Chief Operating Officer
Chief Operating Officer (COO) is a senior executive who oversees ongoing business operations within the company. COO reports to the CEO (Chief Executive Officer) and is usually second-in-command within the company.
Chief Financial Officer
Chief financial officer (CFO) is a senior financial executive with responsibility for the financial affairs of a company. Typical responsibilities of the CFO include planning, budgeting, bookkeeping, accounting, setting up of internal controls, fund raising and other accounting/financial matters.
Chief Technology Officer
Chief Technology Officer (CTO) is a senior technology executive within a company who oversees current technology development and maintenance aspects. Typical responsibilities of a CT include aligning of technology-related decisions with the company’s goals, managing technology development, maintaining technology assets and create technology policies.
Chief Marketing Officer
Chief Marketing Officer (CMO) is a senior marketing executive within a company who is involved in a wide variety of tasks like increasing revenue, improving brand image and managing marketing campaigns. CMO works directly with sales, marketing, and development departments to integrate marketing strategies in all divisions of the company.
Chief Legal Officer
Chief Legal Officer (CLO) is a senior legal executive within a company who helps the company reduce its legal risks by advising the company and its employees or stakeholders on major legal and regulatory issues the company confronts and manage litigation risks.
FAQs
What is a company management structure?
A company management structure defines the hierarchy of authority and roles within an organization. It outlines how tasks are delegated, who reports to whom, and the responsibilities of each role to ensure smooth operations.

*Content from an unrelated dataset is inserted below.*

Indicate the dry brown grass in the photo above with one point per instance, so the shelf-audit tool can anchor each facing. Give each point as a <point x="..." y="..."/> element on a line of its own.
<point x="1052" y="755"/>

What are the key roles in a company’s management structure?
The key roles typically include:
- Board of Directors: Oversees the overall direction and management of the company.
- CEO (Chief Executive Officer): Responsible for implementing board decisions and managing overall operations.
- CFO (Chief Financial Officer): Manages financial planning, risk management, and financial reporting.
- COO (Chief Operating Officer): Oversees daily business operations.
- Managers (departmental or functional): Handle specific departments like HR, sales, or marketing.